6.5 Creedmoor Advertised Velocity 5 Shot Group Hornady American Whitetail 129 grain 2820 2.26” Federal American Eagle OTM 140 grain 2700 1.96” Hornady Match ELD 140 grain 2710 1.95” Hornady Precision Hunter ELD-X 143 grain 2700 1.66”
While I understand a lightweight hunting rifle is never going to match the performance of a heavy long distance setup, the results I got were slightly disappointing. Still doubting the group sizes, I concluded with rapid 5 shot string from my Ruger RPR to prove to myself the results were not significantly impacted by my personal abilities. The result was a decent group at the center of the target measuring 0.8”. Although not statistically relevant due to the limited dataset, my personal observation tells me the gun may prefer heavier bullets.
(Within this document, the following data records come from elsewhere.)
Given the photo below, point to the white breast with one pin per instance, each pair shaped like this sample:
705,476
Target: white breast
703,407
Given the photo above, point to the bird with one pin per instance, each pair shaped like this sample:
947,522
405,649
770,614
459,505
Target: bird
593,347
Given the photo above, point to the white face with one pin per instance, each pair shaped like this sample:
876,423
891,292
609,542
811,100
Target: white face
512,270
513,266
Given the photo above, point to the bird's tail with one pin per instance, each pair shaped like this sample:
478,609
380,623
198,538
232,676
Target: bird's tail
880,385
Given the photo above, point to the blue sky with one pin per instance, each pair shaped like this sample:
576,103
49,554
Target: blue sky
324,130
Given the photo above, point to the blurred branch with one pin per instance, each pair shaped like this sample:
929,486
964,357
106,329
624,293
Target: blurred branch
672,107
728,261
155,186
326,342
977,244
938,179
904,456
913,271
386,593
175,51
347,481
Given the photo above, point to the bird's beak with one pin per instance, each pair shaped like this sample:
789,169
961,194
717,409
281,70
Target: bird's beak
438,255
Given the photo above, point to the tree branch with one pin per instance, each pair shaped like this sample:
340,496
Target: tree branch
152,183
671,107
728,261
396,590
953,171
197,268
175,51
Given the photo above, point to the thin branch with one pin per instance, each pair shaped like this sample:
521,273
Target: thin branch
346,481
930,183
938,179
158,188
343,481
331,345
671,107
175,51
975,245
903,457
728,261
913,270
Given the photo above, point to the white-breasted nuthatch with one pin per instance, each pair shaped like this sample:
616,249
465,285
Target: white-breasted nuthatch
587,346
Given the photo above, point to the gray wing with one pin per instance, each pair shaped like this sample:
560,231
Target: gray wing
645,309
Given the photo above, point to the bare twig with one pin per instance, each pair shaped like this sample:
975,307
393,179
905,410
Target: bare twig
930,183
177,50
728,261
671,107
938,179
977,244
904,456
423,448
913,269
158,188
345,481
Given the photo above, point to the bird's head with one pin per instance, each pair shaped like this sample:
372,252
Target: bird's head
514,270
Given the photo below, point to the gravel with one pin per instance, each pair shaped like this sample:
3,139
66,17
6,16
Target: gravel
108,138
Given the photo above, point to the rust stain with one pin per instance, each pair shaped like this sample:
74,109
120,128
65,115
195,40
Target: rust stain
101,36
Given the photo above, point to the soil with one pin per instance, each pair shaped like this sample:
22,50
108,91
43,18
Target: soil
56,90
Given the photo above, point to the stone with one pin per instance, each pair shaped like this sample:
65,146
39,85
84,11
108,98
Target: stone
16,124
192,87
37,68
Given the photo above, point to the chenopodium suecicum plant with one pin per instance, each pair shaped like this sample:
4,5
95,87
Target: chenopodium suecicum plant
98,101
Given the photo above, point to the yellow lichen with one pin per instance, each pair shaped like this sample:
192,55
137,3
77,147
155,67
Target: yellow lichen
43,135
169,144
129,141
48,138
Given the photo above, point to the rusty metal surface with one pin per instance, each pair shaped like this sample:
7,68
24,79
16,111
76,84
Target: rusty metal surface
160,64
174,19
At the end of the day, the Savage Light Weight Hunter fills the needs of those whom are looking for a capable, lightweight, yet affordable hunting rifle. Both Jeff and I shot this rifle independently and got similar results. Although 2 MOA is acceptable, it somewhat handicaps the 6.5 Creedmoor cartridge’s otherwise terrific long range abilities. Hopefully the results from this sample are just an aberration and not indicative of what the Savage LWH lineup is capable of. For all its good qualities you’d be hard-pressed to find anything better at this price point.